Jason Koon Wants Serious Repercussions for Online Poker Cheaters

2 years ago
Jason Koon Wants Serious Repercussions for Online Poker Cheaters
08:56
22 Mar

Jason Koon has called for serious repercussions for players caught cheating at online poker. He claims it is in the best interests of the community that more is done as a deterrent for those considering unethical behaviour at the tables.

Koon suggests that major live tournament operators should share a blacklist of the worst offenders and potentially cut them out of the most prestigious festivals.


Could it Really Work?

Doug Polk was quick to point out that this all sounds great, in theory, but how would it work in practice?

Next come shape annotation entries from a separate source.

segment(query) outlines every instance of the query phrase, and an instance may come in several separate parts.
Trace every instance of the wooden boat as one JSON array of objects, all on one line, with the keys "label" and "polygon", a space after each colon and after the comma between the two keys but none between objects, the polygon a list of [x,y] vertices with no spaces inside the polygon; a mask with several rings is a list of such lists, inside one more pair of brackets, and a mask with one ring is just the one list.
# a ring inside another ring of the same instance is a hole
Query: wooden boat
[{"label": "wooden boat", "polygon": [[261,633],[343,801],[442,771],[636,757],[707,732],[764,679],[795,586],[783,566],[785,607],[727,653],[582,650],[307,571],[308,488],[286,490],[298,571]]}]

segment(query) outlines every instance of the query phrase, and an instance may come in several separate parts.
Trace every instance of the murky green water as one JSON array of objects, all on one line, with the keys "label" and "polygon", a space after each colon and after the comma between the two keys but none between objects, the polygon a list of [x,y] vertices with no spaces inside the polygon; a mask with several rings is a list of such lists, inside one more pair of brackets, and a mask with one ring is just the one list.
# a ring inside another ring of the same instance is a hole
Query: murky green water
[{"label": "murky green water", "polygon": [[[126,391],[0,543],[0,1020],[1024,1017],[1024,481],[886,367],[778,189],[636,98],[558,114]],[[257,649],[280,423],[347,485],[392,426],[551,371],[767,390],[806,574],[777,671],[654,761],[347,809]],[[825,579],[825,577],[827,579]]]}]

“In theory I like it, in practice how does it work? If the Lodge got a list of names from PokerStars of banned players, we should automatically ban those players? Feel like we would need to evaluate each case, and now we need staff to review online poker bans Is that realistic?”
Another poster pointed out that the threshold for evidence is low, with each individual site acting on its own policies. Are higher evidence standards needed if more harsh penalties are to be introduced?

Rob Yong wrote that he agrees 100% but all parties must coordinate together.

Koon added:

“I certainly don’t have the answer for this, but poker is filled with intelligent people who all want safer places to play. Form groups of people from different orgs to get together and examine cases and vote. There would need to be different degrees of penalties per offense.”
Another issue brought up was data protection laws. It’s not straightforward for poker sites and tour operators to openly share what they know about each player.

It’s great that there is agreement that more could be done to protect game integrity, now all we need is for somebody to take a leading role.


Fedor Holz recently posted a video where he talks about cheating in high-stakes games and agreed with Jason Koon that punishments need to be harder. He also mentions that sites such as PokerStars and GGPoker are stepping up their game and catching more players cheating than ever before.